Oui, répond Lilà Le Bas, présidente de l'Unef, 2e syndicat étudiant, opposé à la réforme. "Il y aura toujours à la fin le couperet des capacités d'accueil des universités et l'on pourra dire +non+, in fine, quand toutes les places seront prises. "La ministre fait de la linguistique en disant qu'on ne refusera personne puisque les candidats seront mis +en attente+. Mais être +en attente+ ad vitam aeternam, cela équivaut à un +non+", abonde Hervé Christofol, secrétaire général du Snesup-FSU, premier syndicat chez les enseignants du supérieur.
- Classer, est-ce sélectionner?
Oui, répond Hervé Christofol: "La loi impose un classement de l'ensemble des candidatures. Il y a des personnes auxquelles on dira +oui+ tout de suite et d'autres qui se verront répondre +oui si+ et +en attente+". "La plateforme Parcoursup permet de trier les bacheliers et les étudiants en réorientation en fonction de leur type de bac, leurs notes au bac, leur CV ou leur lettre de motivation", dit Lilà Le Bas. "Avec son baccalauréat, on doit pouvoir avoir accès à la filière de son choix, comme les générations précédentes".
Non, répond Jimmy Losfeld, président de la Fage, 1er syndicat étudiant, qui soutient la réforme. Il estime que les parcours d'accompagnement prévus par la loi pour les étudiants les plus fragiles (qui recevront la réponse +oui si+ sur Parcoursup) permettront de réduire le taux d'échec et d'abandon de ces jeunes. "Ce sont souvent les jeunes des milieux populaires qui payent les pots cassés du système universitaire actuel", souligne-t-il, évoquant une "sélection par l'échec".

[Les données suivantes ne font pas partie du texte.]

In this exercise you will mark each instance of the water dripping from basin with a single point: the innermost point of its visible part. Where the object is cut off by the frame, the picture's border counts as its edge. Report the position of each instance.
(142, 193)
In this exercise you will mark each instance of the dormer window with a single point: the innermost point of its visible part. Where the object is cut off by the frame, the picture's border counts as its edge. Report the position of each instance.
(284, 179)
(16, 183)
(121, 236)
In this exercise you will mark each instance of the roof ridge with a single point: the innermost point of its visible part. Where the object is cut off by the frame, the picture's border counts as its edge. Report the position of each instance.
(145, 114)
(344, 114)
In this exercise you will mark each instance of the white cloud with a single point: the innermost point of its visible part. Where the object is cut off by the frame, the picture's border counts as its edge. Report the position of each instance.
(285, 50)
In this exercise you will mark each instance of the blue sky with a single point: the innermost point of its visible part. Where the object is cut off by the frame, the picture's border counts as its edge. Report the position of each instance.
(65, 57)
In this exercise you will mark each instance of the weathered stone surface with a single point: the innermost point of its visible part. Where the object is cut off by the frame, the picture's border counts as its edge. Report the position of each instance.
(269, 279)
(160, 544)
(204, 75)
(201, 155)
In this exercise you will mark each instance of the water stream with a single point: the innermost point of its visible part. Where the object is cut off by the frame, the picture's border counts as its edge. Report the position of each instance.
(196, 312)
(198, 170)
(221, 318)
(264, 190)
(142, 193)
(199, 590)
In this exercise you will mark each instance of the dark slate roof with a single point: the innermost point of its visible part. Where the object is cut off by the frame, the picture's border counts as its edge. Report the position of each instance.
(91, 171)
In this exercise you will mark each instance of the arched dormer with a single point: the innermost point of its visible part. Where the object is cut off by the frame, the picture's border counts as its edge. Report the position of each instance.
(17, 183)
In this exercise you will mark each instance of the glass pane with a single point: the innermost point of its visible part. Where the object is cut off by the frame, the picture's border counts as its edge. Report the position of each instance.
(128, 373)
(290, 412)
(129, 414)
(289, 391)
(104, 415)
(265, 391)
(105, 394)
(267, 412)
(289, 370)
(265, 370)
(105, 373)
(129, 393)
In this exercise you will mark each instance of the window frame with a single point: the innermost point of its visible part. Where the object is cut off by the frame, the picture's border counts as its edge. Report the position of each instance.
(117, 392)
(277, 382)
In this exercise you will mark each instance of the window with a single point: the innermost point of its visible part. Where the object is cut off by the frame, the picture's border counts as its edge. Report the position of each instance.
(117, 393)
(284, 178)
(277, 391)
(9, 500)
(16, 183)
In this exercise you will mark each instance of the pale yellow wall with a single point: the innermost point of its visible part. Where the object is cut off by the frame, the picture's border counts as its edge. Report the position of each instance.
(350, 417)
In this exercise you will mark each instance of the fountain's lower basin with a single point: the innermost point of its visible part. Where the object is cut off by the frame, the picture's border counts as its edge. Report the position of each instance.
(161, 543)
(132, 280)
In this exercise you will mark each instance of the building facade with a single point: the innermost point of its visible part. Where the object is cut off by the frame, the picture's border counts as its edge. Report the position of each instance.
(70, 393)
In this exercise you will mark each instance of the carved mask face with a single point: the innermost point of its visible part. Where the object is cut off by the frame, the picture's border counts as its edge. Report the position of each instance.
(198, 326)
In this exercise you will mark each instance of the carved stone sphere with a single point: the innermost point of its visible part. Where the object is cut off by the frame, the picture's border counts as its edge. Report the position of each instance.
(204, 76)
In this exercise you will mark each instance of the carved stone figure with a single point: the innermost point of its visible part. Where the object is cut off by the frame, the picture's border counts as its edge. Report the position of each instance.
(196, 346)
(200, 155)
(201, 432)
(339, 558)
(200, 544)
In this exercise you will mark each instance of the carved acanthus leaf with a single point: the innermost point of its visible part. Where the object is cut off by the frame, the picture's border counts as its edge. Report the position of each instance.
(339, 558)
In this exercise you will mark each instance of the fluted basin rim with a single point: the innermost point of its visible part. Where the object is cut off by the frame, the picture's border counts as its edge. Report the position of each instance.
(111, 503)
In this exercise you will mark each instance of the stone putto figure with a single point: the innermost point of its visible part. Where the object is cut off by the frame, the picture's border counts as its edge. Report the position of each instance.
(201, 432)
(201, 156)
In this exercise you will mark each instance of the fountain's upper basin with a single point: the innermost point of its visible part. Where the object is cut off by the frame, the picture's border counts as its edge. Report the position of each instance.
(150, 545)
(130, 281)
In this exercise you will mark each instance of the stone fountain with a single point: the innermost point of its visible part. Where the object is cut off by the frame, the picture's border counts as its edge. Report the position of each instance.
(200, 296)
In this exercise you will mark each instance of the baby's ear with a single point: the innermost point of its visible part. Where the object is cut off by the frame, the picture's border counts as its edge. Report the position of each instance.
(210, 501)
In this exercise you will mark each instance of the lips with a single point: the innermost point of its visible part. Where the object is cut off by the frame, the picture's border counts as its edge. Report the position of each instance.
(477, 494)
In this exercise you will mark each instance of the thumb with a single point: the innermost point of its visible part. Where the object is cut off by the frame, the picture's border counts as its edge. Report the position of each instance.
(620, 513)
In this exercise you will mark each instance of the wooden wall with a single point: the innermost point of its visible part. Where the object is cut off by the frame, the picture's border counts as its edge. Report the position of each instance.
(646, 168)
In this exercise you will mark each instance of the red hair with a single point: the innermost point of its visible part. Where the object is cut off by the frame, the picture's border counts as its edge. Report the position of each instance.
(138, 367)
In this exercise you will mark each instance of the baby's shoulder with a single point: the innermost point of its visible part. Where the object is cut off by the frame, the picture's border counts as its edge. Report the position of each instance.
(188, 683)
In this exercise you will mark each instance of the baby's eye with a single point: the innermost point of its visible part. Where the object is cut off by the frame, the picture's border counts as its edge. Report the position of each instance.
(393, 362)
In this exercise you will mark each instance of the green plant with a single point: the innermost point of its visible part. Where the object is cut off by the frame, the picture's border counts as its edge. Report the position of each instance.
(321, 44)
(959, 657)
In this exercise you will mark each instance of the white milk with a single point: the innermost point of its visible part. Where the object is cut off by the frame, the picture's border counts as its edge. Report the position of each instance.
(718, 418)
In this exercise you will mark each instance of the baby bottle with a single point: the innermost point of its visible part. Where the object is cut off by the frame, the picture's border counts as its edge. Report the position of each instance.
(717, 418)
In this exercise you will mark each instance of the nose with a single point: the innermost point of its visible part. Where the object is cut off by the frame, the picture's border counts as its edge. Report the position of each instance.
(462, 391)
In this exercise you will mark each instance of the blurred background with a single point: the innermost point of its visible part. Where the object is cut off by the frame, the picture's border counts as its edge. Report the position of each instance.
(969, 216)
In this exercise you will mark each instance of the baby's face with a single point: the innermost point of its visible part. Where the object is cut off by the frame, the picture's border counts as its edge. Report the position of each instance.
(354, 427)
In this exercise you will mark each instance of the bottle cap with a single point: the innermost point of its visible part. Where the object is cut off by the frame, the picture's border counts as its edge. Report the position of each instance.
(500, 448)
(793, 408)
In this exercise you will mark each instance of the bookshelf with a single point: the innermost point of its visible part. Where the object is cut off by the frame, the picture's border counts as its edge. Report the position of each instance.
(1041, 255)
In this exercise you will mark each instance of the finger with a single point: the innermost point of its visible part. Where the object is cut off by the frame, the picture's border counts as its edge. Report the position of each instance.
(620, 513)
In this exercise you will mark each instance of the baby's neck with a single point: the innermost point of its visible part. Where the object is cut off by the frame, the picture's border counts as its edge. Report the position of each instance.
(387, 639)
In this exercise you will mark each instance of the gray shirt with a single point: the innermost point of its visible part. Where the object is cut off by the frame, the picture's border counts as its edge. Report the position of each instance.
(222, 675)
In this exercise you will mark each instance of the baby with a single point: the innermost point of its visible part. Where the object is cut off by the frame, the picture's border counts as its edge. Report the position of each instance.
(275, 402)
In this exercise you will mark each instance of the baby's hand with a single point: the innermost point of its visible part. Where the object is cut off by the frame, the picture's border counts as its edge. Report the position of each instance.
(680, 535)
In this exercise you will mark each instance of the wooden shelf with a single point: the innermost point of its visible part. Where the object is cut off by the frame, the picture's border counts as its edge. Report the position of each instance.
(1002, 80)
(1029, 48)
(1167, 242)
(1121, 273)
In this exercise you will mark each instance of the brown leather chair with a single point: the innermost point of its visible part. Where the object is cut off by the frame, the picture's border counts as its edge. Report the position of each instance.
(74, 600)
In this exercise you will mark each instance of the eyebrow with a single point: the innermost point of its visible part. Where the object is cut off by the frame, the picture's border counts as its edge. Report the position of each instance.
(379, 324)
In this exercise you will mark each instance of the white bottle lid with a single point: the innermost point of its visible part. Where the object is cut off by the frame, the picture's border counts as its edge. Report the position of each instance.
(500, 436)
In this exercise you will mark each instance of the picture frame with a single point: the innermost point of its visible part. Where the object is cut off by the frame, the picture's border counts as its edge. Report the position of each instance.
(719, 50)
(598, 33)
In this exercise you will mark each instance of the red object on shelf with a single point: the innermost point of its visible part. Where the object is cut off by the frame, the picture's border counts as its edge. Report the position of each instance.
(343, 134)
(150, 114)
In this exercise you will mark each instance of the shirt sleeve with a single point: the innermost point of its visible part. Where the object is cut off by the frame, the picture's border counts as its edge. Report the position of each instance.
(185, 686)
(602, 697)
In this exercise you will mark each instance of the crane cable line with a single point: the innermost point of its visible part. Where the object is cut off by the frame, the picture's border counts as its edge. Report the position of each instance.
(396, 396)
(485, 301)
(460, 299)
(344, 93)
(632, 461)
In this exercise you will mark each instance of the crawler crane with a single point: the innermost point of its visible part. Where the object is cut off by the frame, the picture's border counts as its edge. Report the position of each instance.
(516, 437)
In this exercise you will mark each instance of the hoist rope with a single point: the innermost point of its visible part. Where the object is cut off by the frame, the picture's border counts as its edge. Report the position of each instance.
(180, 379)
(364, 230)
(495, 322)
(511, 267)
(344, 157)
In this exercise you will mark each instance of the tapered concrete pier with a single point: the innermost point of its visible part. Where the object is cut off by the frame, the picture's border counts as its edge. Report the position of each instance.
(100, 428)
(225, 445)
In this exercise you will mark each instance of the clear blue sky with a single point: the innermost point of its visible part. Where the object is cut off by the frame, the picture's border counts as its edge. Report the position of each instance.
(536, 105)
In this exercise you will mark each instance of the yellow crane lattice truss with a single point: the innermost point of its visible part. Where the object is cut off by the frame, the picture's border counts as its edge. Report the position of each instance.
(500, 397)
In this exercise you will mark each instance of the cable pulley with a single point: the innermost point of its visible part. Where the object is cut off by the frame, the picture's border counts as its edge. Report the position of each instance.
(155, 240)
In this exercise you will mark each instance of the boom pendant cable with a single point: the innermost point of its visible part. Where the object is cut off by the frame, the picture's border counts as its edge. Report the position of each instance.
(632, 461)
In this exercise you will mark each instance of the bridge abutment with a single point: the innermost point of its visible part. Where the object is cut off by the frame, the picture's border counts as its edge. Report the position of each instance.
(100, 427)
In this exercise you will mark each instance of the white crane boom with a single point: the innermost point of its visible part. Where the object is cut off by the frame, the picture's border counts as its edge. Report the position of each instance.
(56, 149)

- Y aura-t-il suffisamment de places pour tout le monde?
Non, selon la présidente de l'Unef. Le gouvernement a annoncé la création de 22.000 places supplémentaires à la rentrée 2018, notamment pour les filières en tension. "C'est évidemment une bonne chose mais c'est loin d'être suffisant car on attend 28.000 étudiants supplémentaires" cette année.
Oui, déclare le président de la Fage. Ces étudiants supplémentaires "ne vont pas tous aller dans les filières en tension, beaucoup choisissent des formations dotées de places suffisantes", dit-il. De plus, les parcours d'accompagnement, "qui visent à tordre le bras au taux d'échec massif en licence", vont aussi, à terme, permettre de libérer des places en diminuant le nombre de redoublants.
Pro et anti se retrouvent sur un point: l'université française est sous-financée depuis plusieurs années, d'autant que le nombre d'étudiants a fortement augmenté.